Supreme Court hears arguments in Duke Energy's NSR case
On Nov. 1, the US Supreme Court heard oral arguments in a historic case involving eight Duke Energy Corp. power plants in North and South Carolina.
From 1988 through 2000, Duke Energy modernized eight aging, coal-burning power plants in North and South Carolina which allowed each to run more hours and consequently produce more emissions.
At issue in the case, Environmental Defense v. Duke Energy, is how to measure utilities' compliance with the Clean Air Act's New Source Review (NSR) program, which governs emissions from plants that have been modernized or expanded.
NSR requires the installation of pollution controls on newly constructed power plants and on existing power plants in which modifications are made that result in an increase in emissions.
At the rule's inception in the 1970s, the Environmental Protection Agency (EPA) measured emissions on an hourly basis, which gave power plants a major loophole: Companies could modify their older plants to extend their hours of operation and not increase their hourly emissions, rendering them safe from NSR regulations.
In 1988, the EPA announced new regulations in which a power plant could be subject to litigation if a project led to an increase in annual emissions.
The EPA, under President Clinton, filed a lawsuit in 2000 with Environmental Defense contending that Duke Energy should have installed new pollution controls on the plants. The plaintiffs asserted that the plants' total emissions, when measured annually, were dramatically increased, and thus subject to NSR.
But Duke countered that the proper standard was not the total amount of pollution its plants emitted, but the rate at which they emitted it, as the initial NSR rules entailed. By that measure, the company said, its renovations had not changed the plants' capacity for pollution.

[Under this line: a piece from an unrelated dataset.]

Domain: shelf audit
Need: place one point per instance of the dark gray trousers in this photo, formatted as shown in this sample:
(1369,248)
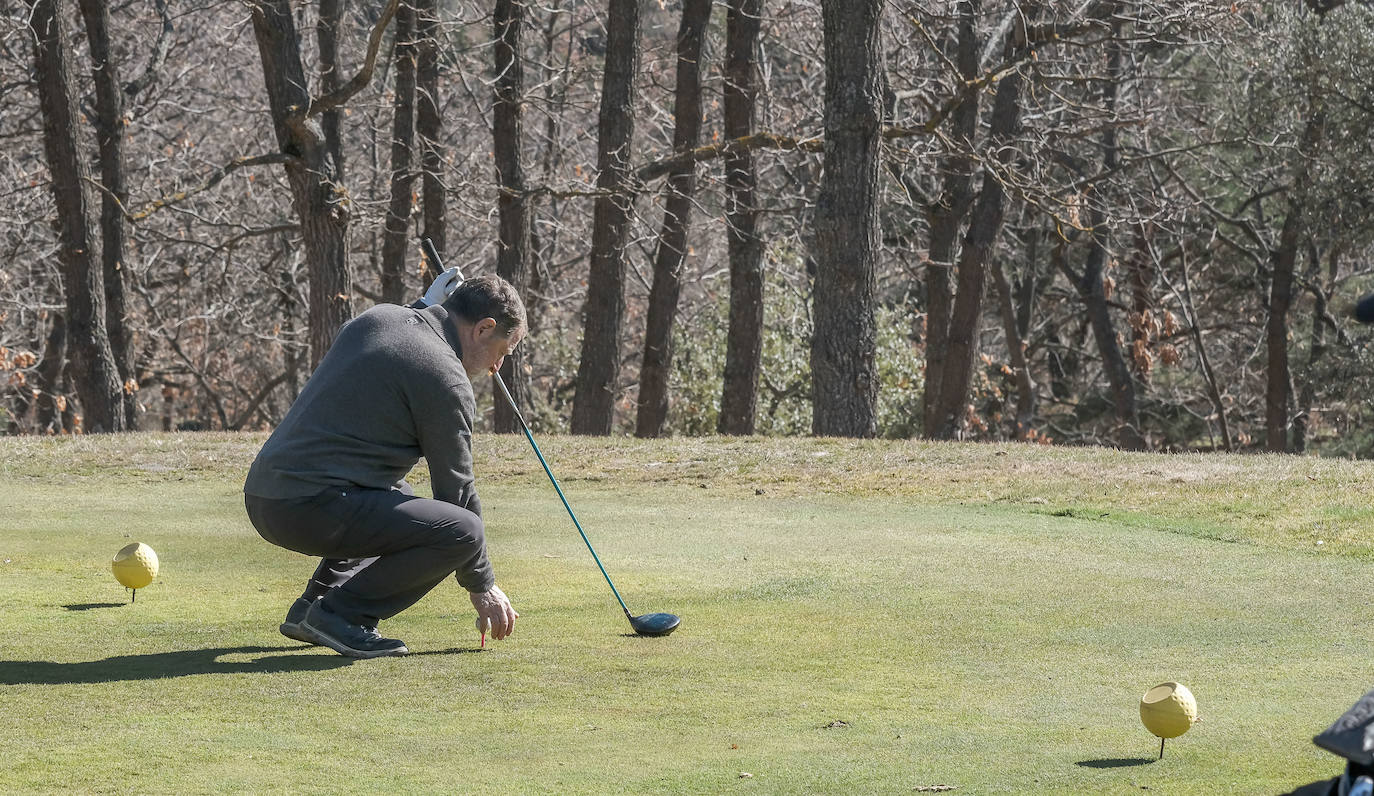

The legal case has worked its way through the courts, and the 4th US Circuit Court of Appeals ruled in favor of Duke's reading of the law in June 2005. The appeals court said the regulations were open to an "hourly rate only interpretation."
The Supreme Court is now hearing the case despite the Bush administration's attempts to persuade the court to reject the case prior to the Nov. 1 opening arguments.
The outcome of the case could affect power plants in 10 states where utility companies are challenging federal requirements under the NSR program. The plants are the remaining targets of more than a dozen lawsuits brought by the government against utilities starting in 1999.
The Bush administration announced in 2002 that no new cases would be brought against utilities over NSR regulations.